Introduction
Looking at reverse engineering game files from the french mmorpg Dofus
In the previous article talking about d2i I had not mentioned the thought process on how I reversed the file and understood its structure. I thought this could interest a few people.
This is the thought process behind this previous article: http://medericburlet.com/dofus-d2i-reverse-engineering/
About d2i files
Having done some work in the emulation of the game Dofus as well as the bot side of it I knew that information such as weapon names, dialogues, maps, musics etc were stored in local files.
I knew that d2i files were the files responsible for the npc dialogues, thus I decided to try to understand them. You can follow this tutorial with the same file I used which can be found here: i18n_fr.d2i
Pattern Recognition
Knowing we are working with a video game, the data must be stored in an easy way to read otherwise there would be no point having them locally. After all the principle of local game resources is to speedup loading times.
My first approach was to open the file in atom, maybe with a bit of luck it would be something readable like JSON. And it turns out part of the file was readable. Lucky us that meant that there was no encryption on the data.
However some of the lines were completely not readable.
My next step was opening it into a Hex editor since the jumbled text meant it wasn't meant to be a readable text format.
Upon opening the file into a Hex Editor something caught my eye straightaway!
There was a pattern at least a visible one! I did not know what it represented nor how to interpret it but at least there was hope.

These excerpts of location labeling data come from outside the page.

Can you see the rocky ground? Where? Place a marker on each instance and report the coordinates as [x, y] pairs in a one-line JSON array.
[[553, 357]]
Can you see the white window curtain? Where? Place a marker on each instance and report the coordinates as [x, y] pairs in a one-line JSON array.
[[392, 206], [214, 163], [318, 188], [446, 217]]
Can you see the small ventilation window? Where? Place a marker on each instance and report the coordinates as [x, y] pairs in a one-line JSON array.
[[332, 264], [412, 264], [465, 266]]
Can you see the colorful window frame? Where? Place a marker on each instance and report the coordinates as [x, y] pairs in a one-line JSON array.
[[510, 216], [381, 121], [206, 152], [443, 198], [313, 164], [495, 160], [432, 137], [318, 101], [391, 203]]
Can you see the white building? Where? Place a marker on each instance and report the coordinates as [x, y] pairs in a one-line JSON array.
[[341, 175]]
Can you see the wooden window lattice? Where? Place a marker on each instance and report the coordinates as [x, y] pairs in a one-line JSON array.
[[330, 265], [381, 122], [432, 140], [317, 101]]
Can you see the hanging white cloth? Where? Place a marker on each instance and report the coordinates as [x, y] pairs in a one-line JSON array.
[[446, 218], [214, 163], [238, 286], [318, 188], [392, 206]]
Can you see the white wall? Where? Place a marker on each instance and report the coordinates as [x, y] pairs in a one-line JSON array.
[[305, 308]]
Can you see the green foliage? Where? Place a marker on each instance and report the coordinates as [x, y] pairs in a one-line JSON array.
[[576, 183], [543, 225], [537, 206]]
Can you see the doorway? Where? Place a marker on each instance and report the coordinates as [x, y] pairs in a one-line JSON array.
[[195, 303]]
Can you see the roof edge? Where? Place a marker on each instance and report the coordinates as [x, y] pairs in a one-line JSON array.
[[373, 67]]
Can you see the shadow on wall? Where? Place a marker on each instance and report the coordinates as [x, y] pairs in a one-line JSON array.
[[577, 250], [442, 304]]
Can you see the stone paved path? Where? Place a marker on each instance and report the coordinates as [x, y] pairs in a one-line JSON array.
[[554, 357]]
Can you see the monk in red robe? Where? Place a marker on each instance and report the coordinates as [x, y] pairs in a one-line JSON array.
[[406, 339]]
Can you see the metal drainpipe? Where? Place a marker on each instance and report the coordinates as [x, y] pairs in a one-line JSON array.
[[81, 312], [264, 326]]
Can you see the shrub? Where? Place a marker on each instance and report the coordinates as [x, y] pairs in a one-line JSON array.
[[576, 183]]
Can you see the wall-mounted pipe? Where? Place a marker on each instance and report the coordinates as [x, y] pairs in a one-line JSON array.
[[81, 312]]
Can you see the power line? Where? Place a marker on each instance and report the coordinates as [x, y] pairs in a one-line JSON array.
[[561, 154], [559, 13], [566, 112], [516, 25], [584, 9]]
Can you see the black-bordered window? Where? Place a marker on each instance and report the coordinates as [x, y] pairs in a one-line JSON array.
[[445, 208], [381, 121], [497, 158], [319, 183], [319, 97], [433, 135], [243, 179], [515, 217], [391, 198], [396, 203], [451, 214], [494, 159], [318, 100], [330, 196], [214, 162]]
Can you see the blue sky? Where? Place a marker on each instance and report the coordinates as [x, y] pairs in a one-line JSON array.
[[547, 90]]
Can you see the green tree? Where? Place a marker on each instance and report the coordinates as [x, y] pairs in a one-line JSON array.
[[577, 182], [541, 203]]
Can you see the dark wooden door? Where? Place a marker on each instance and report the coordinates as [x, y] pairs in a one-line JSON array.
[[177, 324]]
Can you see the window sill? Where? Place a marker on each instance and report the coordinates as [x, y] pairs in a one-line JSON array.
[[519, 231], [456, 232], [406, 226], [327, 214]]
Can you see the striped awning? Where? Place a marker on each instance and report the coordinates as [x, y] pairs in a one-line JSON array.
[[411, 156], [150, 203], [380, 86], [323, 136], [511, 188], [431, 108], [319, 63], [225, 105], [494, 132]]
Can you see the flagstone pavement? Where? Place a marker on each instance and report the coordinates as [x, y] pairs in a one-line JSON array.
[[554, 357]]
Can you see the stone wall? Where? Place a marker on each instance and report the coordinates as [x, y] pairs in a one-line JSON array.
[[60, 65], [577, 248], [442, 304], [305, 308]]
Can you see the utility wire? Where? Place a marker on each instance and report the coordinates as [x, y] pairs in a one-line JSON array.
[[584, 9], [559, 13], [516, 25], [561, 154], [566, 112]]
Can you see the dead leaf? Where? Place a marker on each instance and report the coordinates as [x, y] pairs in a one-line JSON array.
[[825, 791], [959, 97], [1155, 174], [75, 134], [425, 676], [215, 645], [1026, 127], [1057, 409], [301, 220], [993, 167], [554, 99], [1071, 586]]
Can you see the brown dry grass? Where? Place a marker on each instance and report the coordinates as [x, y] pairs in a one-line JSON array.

We can clearly see some repetition on the right panel and if we look at the Hex data we can see a lot of the 2 bytes groups ending in 00 or 00001.
Making sense of the Hex data
So I first decided to look at the beginning of the file and noticed that the beginning of the first string was after a group of 4 bytes and 2 bytes.

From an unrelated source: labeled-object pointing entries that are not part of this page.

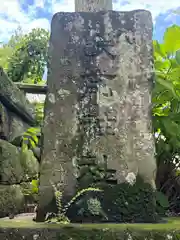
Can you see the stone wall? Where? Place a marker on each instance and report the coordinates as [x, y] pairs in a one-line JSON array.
[[17, 168]]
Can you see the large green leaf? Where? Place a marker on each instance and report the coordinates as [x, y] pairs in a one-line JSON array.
[[172, 39], [167, 85], [159, 50]]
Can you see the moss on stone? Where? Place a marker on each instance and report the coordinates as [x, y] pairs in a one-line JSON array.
[[27, 229]]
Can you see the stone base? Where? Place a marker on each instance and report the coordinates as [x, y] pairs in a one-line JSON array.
[[25, 229]]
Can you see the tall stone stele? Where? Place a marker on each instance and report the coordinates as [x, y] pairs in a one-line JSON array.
[[98, 103]]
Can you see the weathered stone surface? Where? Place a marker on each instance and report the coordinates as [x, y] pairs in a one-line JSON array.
[[99, 98], [11, 200], [15, 166], [92, 5]]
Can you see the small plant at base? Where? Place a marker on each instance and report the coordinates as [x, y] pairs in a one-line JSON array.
[[61, 215]]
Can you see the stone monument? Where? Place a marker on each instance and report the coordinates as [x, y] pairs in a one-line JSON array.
[[97, 109]]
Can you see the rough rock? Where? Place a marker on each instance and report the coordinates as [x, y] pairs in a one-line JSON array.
[[98, 105], [11, 200], [15, 166]]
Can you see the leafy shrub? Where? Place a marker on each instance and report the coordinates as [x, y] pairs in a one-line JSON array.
[[120, 203]]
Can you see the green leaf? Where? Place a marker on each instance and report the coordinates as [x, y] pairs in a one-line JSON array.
[[178, 56], [162, 199], [172, 39], [159, 50], [167, 84]]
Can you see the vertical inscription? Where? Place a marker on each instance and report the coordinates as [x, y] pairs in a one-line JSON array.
[[90, 125]]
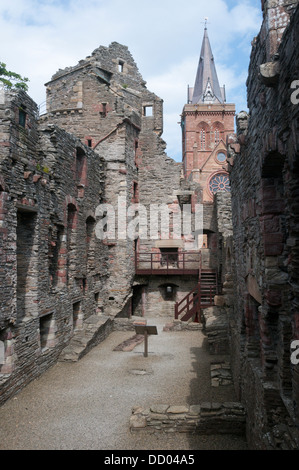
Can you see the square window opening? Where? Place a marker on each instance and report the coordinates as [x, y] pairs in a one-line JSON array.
[[148, 111]]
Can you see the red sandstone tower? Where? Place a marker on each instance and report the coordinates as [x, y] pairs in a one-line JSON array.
[[206, 120]]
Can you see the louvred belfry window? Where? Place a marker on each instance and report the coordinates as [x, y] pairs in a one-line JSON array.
[[219, 182]]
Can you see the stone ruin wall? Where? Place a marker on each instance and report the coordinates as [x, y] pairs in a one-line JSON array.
[[264, 181], [57, 274]]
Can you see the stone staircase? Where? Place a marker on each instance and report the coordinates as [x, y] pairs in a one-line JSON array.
[[95, 329]]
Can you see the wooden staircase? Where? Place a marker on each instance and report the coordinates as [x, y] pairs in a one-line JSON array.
[[202, 296]]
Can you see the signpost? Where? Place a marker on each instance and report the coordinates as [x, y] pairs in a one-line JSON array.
[[146, 330]]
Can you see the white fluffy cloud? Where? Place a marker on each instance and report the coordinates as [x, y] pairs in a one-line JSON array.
[[164, 36]]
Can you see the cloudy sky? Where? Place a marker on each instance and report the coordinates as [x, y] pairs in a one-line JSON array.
[[38, 37]]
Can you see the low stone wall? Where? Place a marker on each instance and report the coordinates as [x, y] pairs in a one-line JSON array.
[[205, 418]]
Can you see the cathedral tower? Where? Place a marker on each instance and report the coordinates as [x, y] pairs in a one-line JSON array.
[[206, 120]]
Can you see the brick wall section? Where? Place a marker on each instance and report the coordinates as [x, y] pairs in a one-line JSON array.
[[42, 277], [264, 175]]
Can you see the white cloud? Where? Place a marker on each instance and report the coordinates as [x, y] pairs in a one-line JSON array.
[[164, 37]]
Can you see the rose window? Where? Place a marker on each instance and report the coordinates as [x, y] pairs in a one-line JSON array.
[[219, 182]]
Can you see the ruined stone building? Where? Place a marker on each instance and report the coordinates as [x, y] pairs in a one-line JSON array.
[[263, 171], [97, 154]]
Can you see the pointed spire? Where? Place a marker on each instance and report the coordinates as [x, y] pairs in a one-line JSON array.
[[206, 88]]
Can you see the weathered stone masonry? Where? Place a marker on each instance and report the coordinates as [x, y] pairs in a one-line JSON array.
[[52, 270], [264, 181]]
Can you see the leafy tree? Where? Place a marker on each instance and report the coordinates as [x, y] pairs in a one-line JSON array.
[[12, 80]]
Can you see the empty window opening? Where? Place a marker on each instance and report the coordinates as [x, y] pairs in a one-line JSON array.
[[168, 291], [22, 117], [169, 257], [2, 350], [71, 237], [27, 272], [80, 166], [90, 243], [46, 331], [202, 140], [135, 192], [148, 111], [55, 240], [103, 112], [77, 315]]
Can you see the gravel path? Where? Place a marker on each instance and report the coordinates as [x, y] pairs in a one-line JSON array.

The number seems very "lucky" as this could easily be 3, 2 bytes integer or 1, 4 byte integer and one 2 byte integer.
While still looking at the beginning of the file I noticed something else that was interesting. The first string in the file is written twice (red) and we notice in the group of 4 bytes that make the beginning of the string they both have the first 2 unreadable bytes (blue)
0022 converted to int gives us 34 which coincidentally is the length of the string. Looking further we can see that every string starts with a 2 bytes integer that specifies the length of the string.
If we look at the first 4 bytes as an int we have the number: 26343905 (0191F9E1)
If we select all the bytes until we arrive the end of all the string listing we get the same number. So the first 4 bytes of a d2i file are representative of the size of the string data.
If we look at the next 4 bytes as an int they make: 1957787 (001DDF9B) This leads us to the beginning of another listing of string
Hex pointers . . . Wait what???
Yes now we are going to the boring or interesting stuff. If we go back to the end of our first string listing we notice a pattern in the hex data. The first 4 bytes group is such a perfect set: 00000001
If we look closer we see a pattern emerge:
We see here that we have a value getting incremented same principle as an ID this would make sense since those files are data storage for the game.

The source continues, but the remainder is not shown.